On antipsychotics, one loses his sense of self, his mind is fogged, his emotions ruined, his memory lost as a result of the treatment.
She closed the window quickly, tried another window, then another. Opened window after window, each one looking out on some new horror, until the bourbon drained slowly from the bottle into her mug and her eyes felt as if they were bleeding.
She held the liquor in her mouth, feeling it burn her tongue. The kitten on the mug was demonic, or rather, ordinary. At any moment he would pounce and tear the pretty butterfly’s blue wings to pieces with his teeth.
She looked up risperidone and skimmed the list of side effects: drowsiness, dizziness, nausea.… It went on and on. When she was done reading, she felt dizzy, nauseated, agitated, sweaty, itchy, feverish, and fat. Her head was spinning, though it might have been the drink.
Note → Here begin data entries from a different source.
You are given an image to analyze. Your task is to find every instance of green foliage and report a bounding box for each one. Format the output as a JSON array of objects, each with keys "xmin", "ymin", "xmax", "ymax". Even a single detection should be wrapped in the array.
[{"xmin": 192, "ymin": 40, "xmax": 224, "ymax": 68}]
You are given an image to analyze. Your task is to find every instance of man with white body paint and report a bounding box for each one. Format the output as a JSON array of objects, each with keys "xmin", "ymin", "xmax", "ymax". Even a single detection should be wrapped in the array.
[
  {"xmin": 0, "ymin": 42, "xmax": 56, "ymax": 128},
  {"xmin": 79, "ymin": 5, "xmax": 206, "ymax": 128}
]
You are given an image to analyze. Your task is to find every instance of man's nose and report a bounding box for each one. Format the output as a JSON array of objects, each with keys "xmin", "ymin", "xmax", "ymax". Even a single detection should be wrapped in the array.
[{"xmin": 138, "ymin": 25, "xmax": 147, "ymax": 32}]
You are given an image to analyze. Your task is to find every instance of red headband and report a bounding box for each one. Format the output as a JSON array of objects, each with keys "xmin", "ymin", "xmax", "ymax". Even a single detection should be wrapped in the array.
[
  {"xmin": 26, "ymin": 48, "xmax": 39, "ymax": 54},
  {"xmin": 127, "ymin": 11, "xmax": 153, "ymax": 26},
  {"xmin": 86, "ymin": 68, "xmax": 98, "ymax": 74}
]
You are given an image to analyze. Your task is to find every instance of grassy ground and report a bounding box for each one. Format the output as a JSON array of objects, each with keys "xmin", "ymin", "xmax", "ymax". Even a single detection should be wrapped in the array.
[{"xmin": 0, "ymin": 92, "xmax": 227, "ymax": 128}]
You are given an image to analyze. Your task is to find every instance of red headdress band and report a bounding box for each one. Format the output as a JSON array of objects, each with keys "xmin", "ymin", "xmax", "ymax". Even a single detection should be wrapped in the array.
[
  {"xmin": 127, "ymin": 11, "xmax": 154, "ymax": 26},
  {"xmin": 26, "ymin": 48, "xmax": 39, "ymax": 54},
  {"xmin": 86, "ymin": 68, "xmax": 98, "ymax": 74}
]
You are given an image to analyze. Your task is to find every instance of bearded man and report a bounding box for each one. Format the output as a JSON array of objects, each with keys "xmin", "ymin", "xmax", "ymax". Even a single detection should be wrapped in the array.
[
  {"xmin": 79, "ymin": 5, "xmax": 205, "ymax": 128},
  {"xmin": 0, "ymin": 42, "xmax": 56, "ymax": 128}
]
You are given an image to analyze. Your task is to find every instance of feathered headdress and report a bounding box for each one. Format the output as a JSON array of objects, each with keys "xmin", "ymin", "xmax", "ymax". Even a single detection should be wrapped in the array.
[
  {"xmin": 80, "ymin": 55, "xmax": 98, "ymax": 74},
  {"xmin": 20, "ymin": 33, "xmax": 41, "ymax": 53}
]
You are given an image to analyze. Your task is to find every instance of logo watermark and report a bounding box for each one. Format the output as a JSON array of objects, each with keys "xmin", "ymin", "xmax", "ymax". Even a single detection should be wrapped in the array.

You tried so hard to give your kid food that was healthy, she thought. The soy cheese pizza. The organic peas and broccoli and baby carrots. The smoothies. The hormone-free milk. The leafy greens. You kept processed food to a minimum, threw Halloween candy out after a week. Never let him eat the icies they sold in the park, because they had red and yellow dye in them. And then you gave him this?
She grabbed the prescription and crumpled it up, then smoothed it out on the table and stared at it. After a while she got up and put the bottle of bourbon back in the closet.
She thought of calling a friend to come over, to comfort her or dispense much-needed advice, but she couldn’t bear to share the diagnosis with anyone, to hear her own panic echoing back to her over the phone.
She’d always thought of herself as a successful person. She’d worked hard, building up her own business from scratch, surviving even in a tough economy; she had raised Noah on her own, creating a cozy home for the two of them. Now she was failing at the only thing that mattered.